Actually, so I executed this query:

SELECT get_actor_name(a.actor_id), f.title, r.customer_id
    FROM actor AS a
        JOIN film_actor AS fa ON a.actor_id = fa.actor_id
        JOIN film AS f ON fa.film_id = f.film_id
        JOIN inventory AS i ON f.film_id = i.film_id
        JOIN rental AS r ON i.inventory_id = r.inventory_id
WHERE a.actor_id = 107;

P.S. Oof sorry guys that are on mobile. But that’s not an incorrect result. I don’t know how I got it if there are only 500 rows in the rental table…

Oh my god. I just figured out the entire problem. Datagrip limits SELECT query output to 500 rows by default. There may still be some issue though, because I am not getting the expected result from the trigger function that I created.

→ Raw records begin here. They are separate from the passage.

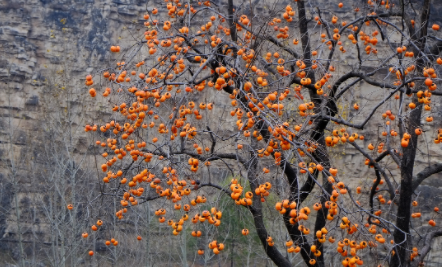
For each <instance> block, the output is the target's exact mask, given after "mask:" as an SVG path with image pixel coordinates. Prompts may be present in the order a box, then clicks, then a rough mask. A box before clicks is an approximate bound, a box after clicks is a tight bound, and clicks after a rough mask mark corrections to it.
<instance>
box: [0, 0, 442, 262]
mask: <svg viewBox="0 0 442 267" xmlns="http://www.w3.org/2000/svg"><path fill="white" fill-rule="evenodd" d="M287 3H288V1H282V2H281V4H282V5H286V4H287ZM324 4H325V5H327V4H328V1H324ZM153 6H157V7H159V6H161V7H162V8H163V9H165V7H164V2H163V1H160V0H100V1H95V0H54V1H51V0H0V203H1V205H0V207H1V208H2V209H1V210H0V249H1V251H0V262H7V263H8V264H9V263H11V264H17V265H22V264H21V261H22V260H24V261H26V264H27V265H32V264H35V265H33V266H46V265H44V264H45V263H44V261H39V260H37V259H36V258H41V257H44V256H42V255H40V256H39V255H36V254H38V253H39V252H41V251H46V250H45V249H41V250H40V249H37V247H41V246H48V247H50V246H51V244H53V243H54V242H55V241H54V238H53V236H52V235H50V234H49V233H50V232H51V231H53V230H54V225H55V224H57V225H59V223H56V222H54V221H52V220H48V219H47V218H48V217H49V218H53V217H51V216H52V215H50V216H49V215H48V213H47V212H48V209H45V208H44V207H42V205H46V204H47V203H56V202H57V201H58V200H57V199H58V198H60V199H61V200H60V201H61V202H60V201H58V202H59V203H60V205H61V207H65V204H66V203H69V201H71V200H72V199H69V198H68V197H67V198H66V199H64V198H62V197H60V195H63V196H65V195H66V194H65V192H64V193H63V194H59V196H56V197H53V198H54V199H53V200H50V199H47V198H51V197H52V196H51V195H50V194H47V190H48V188H49V190H58V189H55V188H52V187H48V185H53V184H54V182H53V181H52V180H50V179H49V178H48V176H49V175H48V173H47V172H46V170H51V171H50V172H51V175H55V174H57V175H60V176H63V177H65V176H66V177H73V179H76V181H77V183H80V184H81V182H79V181H81V179H85V178H86V177H88V176H87V173H86V172H85V173H80V172H75V174H72V170H74V169H75V163H76V162H84V161H85V160H84V158H85V157H89V156H90V155H91V154H93V153H94V152H90V149H91V147H92V141H93V140H90V139H88V138H87V136H86V135H85V133H84V130H83V127H84V124H86V123H90V122H92V121H94V122H96V123H98V122H100V120H102V121H104V117H105V116H106V115H107V112H109V111H108V110H106V107H105V106H104V103H93V104H92V102H90V100H89V99H88V98H87V88H86V87H85V86H84V84H83V82H84V77H85V76H86V74H89V73H92V72H95V71H98V70H100V68H102V67H103V66H105V65H106V64H108V62H110V60H111V56H112V55H111V53H109V46H110V45H112V44H113V43H114V42H116V40H125V42H124V43H121V44H120V45H121V46H122V47H123V49H124V48H125V47H129V46H130V45H131V44H132V43H131V38H132V37H139V36H140V34H141V33H142V32H143V22H144V20H143V14H144V12H145V10H146V9H147V8H151V7H153ZM259 11H262V12H265V9H260V10H258V12H259ZM439 11H442V4H436V5H434V6H433V7H432V12H435V13H438V12H439ZM439 13H440V12H439ZM433 17H435V21H437V20H438V19H439V20H441V21H442V18H440V17H437V16H433ZM132 40H133V39H132ZM346 60H349V61H351V60H352V59H351V58H350V59H343V61H344V62H345V61H346ZM342 70H345V66H342ZM358 87H359V88H358V90H361V91H362V90H364V91H369V90H372V87H370V86H369V85H368V84H364V83H362V84H361V85H358ZM358 97H359V96H358V95H356V96H355V98H354V99H357V101H358V102H360V103H364V104H365V105H370V103H371V102H372V101H373V98H374V99H381V98H382V93H379V92H375V91H373V94H372V95H371V96H370V98H358ZM354 99H349V100H348V101H347V103H343V104H347V105H351V103H352V101H353V100H354ZM438 107H439V108H440V105H439V106H438ZM435 108H436V107H435ZM68 112H69V115H66V114H68ZM349 116H351V114H349ZM50 118H52V119H54V118H57V119H59V122H58V124H56V125H54V124H51V123H49V122H48V120H49V119H50ZM434 121H435V122H434V123H435V124H436V125H437V126H440V127H442V114H441V113H440V112H439V113H437V114H436V115H434ZM379 124H380V120H378V121H373V122H370V124H369V125H368V126H367V131H366V132H365V134H366V136H367V138H368V139H370V131H376V130H373V129H377V127H378V125H379ZM66 127H67V128H66ZM48 129H50V130H48ZM66 129H69V131H66ZM425 130H428V129H426V128H424V131H425ZM67 133H70V134H72V136H69V135H66V136H64V135H63V134H67ZM51 134H52V135H54V134H59V136H61V135H63V136H64V137H63V138H64V139H63V140H64V141H63V142H61V144H58V145H61V146H62V147H63V145H64V147H65V148H67V151H68V152H69V153H70V154H69V153H68V154H69V155H71V156H66V158H65V159H63V161H61V160H60V161H59V162H58V161H56V160H55V159H54V158H52V157H51V155H52V154H53V153H54V151H57V150H59V149H60V148H59V147H58V148H56V147H55V146H54V147H53V150H50V149H48V148H50V147H51V137H50V136H51ZM376 134H377V133H373V134H372V135H373V136H374V135H376ZM45 138H47V139H45ZM55 139H56V138H54V140H55ZM66 144H67V145H66ZM367 144H368V142H367V143H366V144H365V146H366V145H367ZM420 145H421V146H422V150H421V151H419V153H420V155H419V157H418V158H419V161H417V162H416V165H417V166H416V169H417V171H419V170H421V169H423V168H424V167H426V166H428V162H442V160H441V158H440V156H441V155H442V151H441V145H435V144H433V142H432V137H431V134H428V135H426V138H423V139H421V140H420ZM60 153H61V152H60ZM331 155H333V157H334V159H333V160H334V164H336V165H339V166H345V171H344V172H343V173H344V174H345V175H347V176H348V177H351V179H352V181H353V183H355V184H360V183H362V182H361V181H362V180H365V178H367V176H368V175H369V174H368V172H369V170H368V169H367V168H366V166H365V165H364V164H363V161H364V160H365V159H364V158H363V156H362V155H361V154H359V153H358V152H357V151H355V150H354V149H351V148H347V149H346V150H345V153H344V154H342V151H341V150H339V153H338V152H336V153H335V151H334V150H333V149H332V150H331ZM48 159H51V161H49V163H50V165H51V166H49V164H48V161H47V160H48ZM82 159H83V160H82ZM88 159H89V158H88ZM60 162H64V163H63V164H65V163H66V165H69V164H72V166H71V165H69V166H71V167H69V168H68V167H66V168H65V169H64V170H63V173H61V171H60V170H58V169H57V170H55V169H51V167H53V166H54V165H56V164H60ZM83 164H85V165H83V166H87V164H91V165H93V162H92V161H91V162H89V163H87V164H86V163H83ZM390 164H393V162H390ZM69 170H70V172H69ZM393 174H394V173H393ZM64 186H66V192H67V191H71V190H73V189H72V188H74V187H75V186H72V185H64ZM85 186H86V187H90V188H91V190H92V189H96V188H95V186H96V184H92V183H90V184H88V183H83V184H81V185H78V190H80V189H81V188H84V187H85ZM92 191H93V190H92ZM92 191H90V192H89V191H88V193H87V194H89V193H90V198H91V199H92V198H93V192H92ZM419 191H420V195H419V197H420V199H421V202H422V203H423V207H422V209H424V210H431V209H432V208H433V207H434V206H435V205H437V204H440V203H441V200H440V198H439V196H440V195H442V174H436V175H433V176H432V178H430V179H427V181H425V182H424V183H423V184H422V185H421V188H420V190H419ZM63 216H65V217H66V218H67V217H69V216H68V215H66V214H65V215H63ZM63 216H62V217H63ZM65 217H63V219H62V220H64V219H65ZM57 218H58V217H57ZM60 220H61V219H60ZM66 220H67V219H66ZM18 221H20V222H21V223H20V224H18V223H17V222H18ZM60 225H61V224H60ZM85 225H87V224H85ZM57 227H58V226H57ZM60 229H62V228H61V226H60ZM78 234H79V233H75V235H77V236H78ZM75 235H74V236H75ZM74 238H75V237H74ZM36 239H38V242H36V241H35V240H36ZM56 239H57V240H56V242H62V240H64V239H63V238H60V237H58V238H56ZM17 244H24V245H21V246H19V245H17ZM435 246H436V248H439V247H440V246H441V244H440V241H437V242H436V244H435ZM68 249H69V248H67V250H68ZM435 251H436V249H435ZM23 253H24V254H26V259H21V258H20V256H19V255H22V254H23ZM60 255H64V254H60ZM430 256H431V259H432V260H431V262H432V263H433V264H434V266H438V264H442V257H440V256H439V255H434V254H433V255H430ZM36 262H40V264H41V265H37V264H36ZM82 263H83V262H82ZM63 264H66V263H65V262H64V263H63ZM95 264H98V263H95ZM0 265H1V264H0ZM68 265H69V263H68ZM71 265H73V264H71ZM98 265H99V264H98ZM53 266H57V264H54V263H53ZM58 266H61V265H58ZM103 266H104V265H103Z"/></svg>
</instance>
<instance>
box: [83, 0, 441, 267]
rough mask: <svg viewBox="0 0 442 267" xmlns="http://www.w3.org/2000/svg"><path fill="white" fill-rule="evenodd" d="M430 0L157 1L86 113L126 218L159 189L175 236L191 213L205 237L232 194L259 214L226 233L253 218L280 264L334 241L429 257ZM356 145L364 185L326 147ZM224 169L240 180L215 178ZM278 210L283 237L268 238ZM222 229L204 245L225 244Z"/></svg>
mask: <svg viewBox="0 0 442 267" xmlns="http://www.w3.org/2000/svg"><path fill="white" fill-rule="evenodd" d="M432 2H435V1H431V0H424V1H421V2H420V3H418V4H417V3H411V2H408V1H403V0H383V1H380V0H379V1H378V0H368V1H364V3H362V2H361V1H358V2H356V1H350V2H342V3H340V2H338V1H331V2H327V4H326V5H324V3H322V2H321V1H313V0H311V1H305V0H295V1H293V2H292V3H290V4H289V5H284V6H282V5H281V4H280V3H278V2H274V3H273V2H272V3H259V4H257V6H252V4H251V3H248V2H247V1H245V2H237V1H233V0H228V1H221V2H217V3H213V2H211V1H201V2H193V1H192V2H188V1H179V0H174V1H167V0H166V1H164V3H163V4H162V5H161V6H150V7H148V8H147V12H146V14H145V15H144V18H143V19H144V21H143V23H144V28H145V29H144V33H143V34H140V33H135V32H134V33H132V37H133V38H135V40H136V41H120V43H118V44H117V43H116V44H115V45H113V46H111V47H110V51H111V56H110V59H111V60H112V61H113V62H114V63H112V64H111V65H108V66H105V67H104V68H103V69H101V70H99V71H97V72H96V73H91V74H90V75H88V76H87V77H86V81H85V85H86V86H87V87H88V89H87V90H88V91H89V94H90V96H91V97H93V98H106V101H107V103H108V106H109V109H111V110H112V111H113V115H112V116H111V117H110V118H107V121H108V122H107V123H105V124H103V125H96V124H94V122H91V123H90V124H88V125H86V127H85V131H86V132H91V133H90V134H91V136H92V137H91V138H94V140H96V145H97V146H98V147H99V148H100V149H101V150H102V157H103V158H102V159H101V161H102V163H101V164H102V165H101V169H102V172H103V176H104V178H103V183H104V186H103V190H102V191H101V193H102V195H103V197H114V198H118V199H119V201H120V204H121V208H120V209H119V210H118V211H117V212H116V214H115V215H116V217H117V218H118V219H123V218H124V217H125V216H126V213H131V212H136V211H137V210H136V209H134V207H135V206H137V205H142V203H144V202H149V201H152V202H153V203H157V207H158V209H157V210H156V211H155V215H156V216H157V217H158V220H159V222H160V223H164V224H168V225H169V226H170V231H171V233H173V235H177V236H178V235H183V234H186V231H182V229H186V228H185V227H191V228H192V229H193V230H194V231H192V236H194V237H196V238H198V237H199V236H200V233H199V232H198V231H199V229H201V228H202V226H201V224H212V225H213V226H215V228H214V229H217V228H216V227H217V226H219V225H220V224H222V222H223V217H222V209H221V208H220V207H219V206H217V203H218V201H219V197H220V196H225V197H229V198H230V205H232V206H234V207H236V208H237V209H238V210H239V211H241V212H242V211H247V213H248V214H249V215H251V217H252V222H253V228H254V229H246V228H244V229H243V230H242V231H241V232H238V233H229V234H230V235H238V236H239V235H248V234H249V233H250V231H253V232H256V234H257V236H258V237H259V240H260V242H261V244H262V248H263V250H264V251H265V253H266V255H267V256H268V258H270V259H271V260H272V261H273V262H274V263H275V264H276V265H277V266H292V262H291V258H290V257H286V256H284V254H285V253H289V254H290V255H292V253H294V254H296V253H299V254H298V255H300V256H301V257H302V259H303V261H304V262H305V264H306V265H308V266H325V261H326V260H334V259H337V258H338V257H335V255H336V254H339V255H338V256H339V261H340V262H341V263H342V265H343V266H356V265H362V264H363V261H364V260H366V261H368V262H370V265H372V264H371V263H373V262H375V263H376V264H382V265H384V264H385V265H389V266H409V265H418V264H423V261H424V258H425V256H426V255H427V253H428V251H429V250H430V249H431V241H432V239H433V238H434V237H437V236H440V235H441V234H442V231H441V230H439V228H438V227H437V218H438V217H437V215H438V213H437V212H438V209H437V208H435V210H434V212H435V213H434V214H428V215H426V218H427V217H431V220H429V221H426V222H424V223H422V222H421V221H420V220H415V219H414V218H420V217H421V216H422V214H421V212H420V208H419V207H418V202H417V200H416V199H417V195H416V192H417V191H418V190H419V188H418V186H419V184H420V183H421V182H422V181H424V180H425V179H427V178H429V177H431V175H432V174H435V173H437V172H439V171H441V170H442V165H441V164H431V163H429V165H428V166H427V167H425V168H423V170H422V171H420V172H417V171H416V170H415V168H414V167H415V162H416V160H417V159H418V158H417V157H419V156H421V155H422V157H424V156H425V153H423V152H422V153H418V151H421V150H427V149H426V148H424V147H426V146H425V145H424V146H422V148H421V145H420V144H421V143H420V142H418V140H419V139H422V138H425V140H427V139H430V140H434V143H436V144H438V143H439V142H440V140H441V139H442V131H440V130H438V129H437V128H436V127H434V126H433V125H434V124H435V122H434V121H433V115H432V114H433V112H434V111H433V109H432V107H433V106H434V105H435V104H433V102H432V100H433V99H434V98H436V99H438V97H439V96H440V95H441V94H442V93H441V92H440V90H439V89H437V84H438V83H439V81H440V79H439V78H438V72H439V71H440V70H439V68H438V65H440V64H442V59H440V58H438V54H439V46H440V42H441V41H442V39H439V37H437V33H438V30H439V26H438V25H437V24H434V25H433V24H430V23H429V21H431V17H432V12H431V10H430V5H431V3H432ZM264 7H265V8H264ZM269 7H271V8H269ZM257 10H259V11H260V12H259V13H258V12H257ZM141 32H142V31H141ZM137 38H138V39H137ZM362 85H363V86H364V87H363V88H362V89H360V86H362ZM358 99H367V101H359V100H358ZM437 102H439V101H438V100H436V103H437ZM436 118H437V117H436ZM376 125H380V126H379V127H377V126H376ZM423 129H425V131H424V130H423ZM346 148H347V149H352V150H354V151H356V153H359V155H360V156H361V157H364V158H365V165H366V168H368V169H369V171H367V173H368V174H369V176H370V177H367V179H366V180H365V181H364V182H363V183H362V185H360V186H357V185H356V184H355V183H352V182H351V179H350V178H351V177H348V176H347V175H345V174H343V172H342V170H343V169H345V166H338V165H336V164H337V163H335V162H334V161H335V158H334V157H332V156H330V155H332V154H333V153H337V152H336V151H338V153H341V152H343V151H344V150H345V149H346ZM427 151H428V150H427ZM220 168H221V169H222V168H224V169H226V170H228V171H229V172H230V173H231V176H232V177H231V178H232V179H231V182H230V183H229V184H228V185H226V184H223V183H222V181H220V180H219V179H216V177H217V176H216V172H217V170H218V169H220ZM134 172H135V174H133V173H134ZM205 190H210V191H205ZM213 190H215V191H213ZM204 192H206V193H204ZM207 192H217V193H215V194H213V193H211V194H210V196H209V195H207ZM313 192H316V193H313ZM269 198H277V201H276V203H274V204H273V205H272V207H270V206H269V203H270V202H271V201H269ZM205 202H208V203H209V204H210V205H209V206H211V208H210V209H204V210H203V208H202V207H206V205H207V204H205V205H204V204H203V203H205ZM270 208H271V210H272V211H271V210H270ZM173 210H176V211H178V212H173ZM275 210H276V211H277V214H279V216H278V215H277V216H275V214H274V213H275ZM272 212H273V213H272ZM177 214H179V216H178V215H177ZM270 217H271V218H272V219H275V220H278V221H279V222H280V224H281V225H283V226H284V227H285V230H284V231H285V233H286V235H287V237H288V238H287V240H281V239H280V238H275V237H274V236H272V232H273V229H271V227H270V226H269V225H268V224H267V223H266V218H270ZM413 220H414V221H413ZM411 225H413V229H412V228H411ZM215 232H216V230H215ZM218 234H219V238H218V239H216V238H215V237H213V239H212V240H210V242H209V243H208V245H207V246H206V247H204V248H200V249H199V250H198V254H200V255H201V257H204V256H202V255H205V257H207V255H212V254H215V255H216V254H222V253H223V250H224V249H226V246H227V245H228V244H224V243H222V242H221V241H220V240H223V238H222V236H223V234H226V233H218ZM284 251H286V252H284ZM328 257H329V259H327V258H328Z"/></svg>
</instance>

I created a two new tables for the DVD rental database found here: Load PostgreSQL Sample Database
I have created a trigger and a stored procedure for updating those tables each time a new query inserts data into the rental table:

-- noinspection SqlWithoutWhereForFile

CREATE OR REPLACE FUNCTION refresh_count_data()
    RETURNS TRIGGER
    LANGUAGE plpgsql
AS
$$
BEGIN
    DELETE FROM detailed;
    DELETE FROM summary;
    INSERT INTO detailed
    SELECT a.actor_id, get_actor_name(a.actor_id), COUNT(f.film_id) AS rental_count
    FROM actor AS a
        JOIN film_actor AS fa ON a.actor_id = fa.actor_id
        JOIN film AS f ON fa.film_id = f.film_id
        JOIN inventory AS i ON f.film_id = i.film_id
        JOIN rental AS r ON i.inventory_id = r.inventory_id
    GROUP BY a.actor_id
    ORDER BY rental_count DESC;
    INSERT INTO summary (actor_name, rental_count)
            SELECT actor_name,rental_count FROM detailed LIMIT 15;
    RETURN NULL;
END;
$$;

CREATE TRIGGER refresh_on_new_rental
    AFTER INSERT
    ON public.rental
    FOR EACH STATEMENT
EXECUTE PROCEDURE refresh_count_data();

Finally, I created a fake query to test it:

INSERT INTO public.rental(rental_date, inventory_id, customer_id, return_date, staff_id) VALUES
                  (current_date, 892, 15, current_date + INTERVAL '7 days', 1),
                  (current_date, 450, 15, current_date + INTERVAL '7 days', 1),
                  (current_date, 555, 15, current_date + INTERVAL '7 days', 1),
                  (current_date, 570, 15, current_date + INTERVAL '7 days', 1),
                  (current_date, 125, 15, current_date + INTERVAL '7 days', 1);

The intent was to add 5 new entries that would give actor, Mary Keitel, with actor_id 198 enough movies to make her more popular than Matthew Carrey. But the rental_count numbers stay the same on the summary table.

I know it’s been awhile, but this was the symptom that I was trying to solve 11 days ago. I just gave a wrong diagnoses. Is this enough for anyone to help me? I am so over this problem.

you have a limit in your second insert?

That’s intentional. I inserted a

RAISE NOTICE 'refresh_count_data Trigger executed';

Statement to the stored procedure, and I do not see that string in any output.

Although it is intentional, I tried removing the limit; but that didn’t fix it, so I placed it back.